Radio lighthouse emission persists over years

Detected a 15-minute delay indicating spin-down

Ruled out plasma radiation as emission mechanism

Abstract

The fast rotating star CU Virginis is a magnetic chemically peculiar star with an oblique dipolar magnetic field. The continuum radio emission has been interpreted as gyrosyncrotron emission arising from a thin magnetospheric layer. Previous radio observations at 1.4 GHz showed that a 100% circular polarized and highly directive emission component overlaps to the continuum emission two times per rotation, when the magnetic axis lies in the plane of the sky. This sort of radio lighthouse has been proposed to be due to cyclotron maser emission generated above the magnetic pole and propagating perpendicularly to the magnetic axis. Observations carried out with the Australia Telescope Compact Array at 1.4 and 2.5 GHz one year after this discovery show that this radio emission is still present, meaning that the phenomenon responsible for this process is steady on a timescale of years. The emitted radiation spans at least 1 GHz, being observed from 1.4 to 2.5 GHz.

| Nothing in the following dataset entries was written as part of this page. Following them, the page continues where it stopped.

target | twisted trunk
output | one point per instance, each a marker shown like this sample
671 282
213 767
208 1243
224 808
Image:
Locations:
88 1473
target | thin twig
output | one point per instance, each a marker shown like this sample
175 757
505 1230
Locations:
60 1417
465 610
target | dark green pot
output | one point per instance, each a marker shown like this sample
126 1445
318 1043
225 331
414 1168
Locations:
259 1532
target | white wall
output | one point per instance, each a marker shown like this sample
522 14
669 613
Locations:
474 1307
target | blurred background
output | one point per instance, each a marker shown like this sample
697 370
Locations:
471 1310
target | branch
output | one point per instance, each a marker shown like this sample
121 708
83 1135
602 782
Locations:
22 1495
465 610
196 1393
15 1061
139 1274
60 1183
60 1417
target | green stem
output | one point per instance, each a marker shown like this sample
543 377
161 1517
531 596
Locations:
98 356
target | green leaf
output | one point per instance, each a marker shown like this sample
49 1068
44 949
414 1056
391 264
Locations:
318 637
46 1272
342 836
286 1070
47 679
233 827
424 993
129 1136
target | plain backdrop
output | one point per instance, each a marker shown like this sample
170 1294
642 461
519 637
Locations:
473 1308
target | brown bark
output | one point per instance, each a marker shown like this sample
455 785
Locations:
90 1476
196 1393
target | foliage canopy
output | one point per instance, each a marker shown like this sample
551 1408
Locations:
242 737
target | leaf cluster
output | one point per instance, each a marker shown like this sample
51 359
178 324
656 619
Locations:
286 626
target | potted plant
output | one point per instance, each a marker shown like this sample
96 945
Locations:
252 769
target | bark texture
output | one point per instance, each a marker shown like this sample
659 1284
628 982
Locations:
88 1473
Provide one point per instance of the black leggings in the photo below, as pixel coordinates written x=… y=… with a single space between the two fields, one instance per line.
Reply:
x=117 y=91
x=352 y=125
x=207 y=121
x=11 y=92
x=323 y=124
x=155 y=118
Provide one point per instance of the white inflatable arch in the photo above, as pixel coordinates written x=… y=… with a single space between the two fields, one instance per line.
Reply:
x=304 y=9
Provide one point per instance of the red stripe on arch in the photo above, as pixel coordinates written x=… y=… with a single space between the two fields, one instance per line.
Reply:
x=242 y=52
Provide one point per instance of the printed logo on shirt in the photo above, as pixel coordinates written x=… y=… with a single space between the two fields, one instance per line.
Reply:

On the light of recent results on the physics of the magnetosphere of this star, the possibility of plasma radiation is ruled out. The characteristics of this radio lighthouse provides us a good marker of the rotation period, since the peaks are visible at particular rotational phases. After one year, they show a delay of about 15 minutes. This is interpreted as a new abrupt spinning down of the star. Among several possibilities, a quick emptying of the equatorial magnetic belt after reaching the maximum density can account for the magnitude of the breaking. The study of the coherent emission in stars like CU Vir, as well as in pre main sequence stars, can give important insight into the angular momentum evolution in young stars. This is a promising field of investigation that high sensitivity radio interferometers such as SKA can exploit.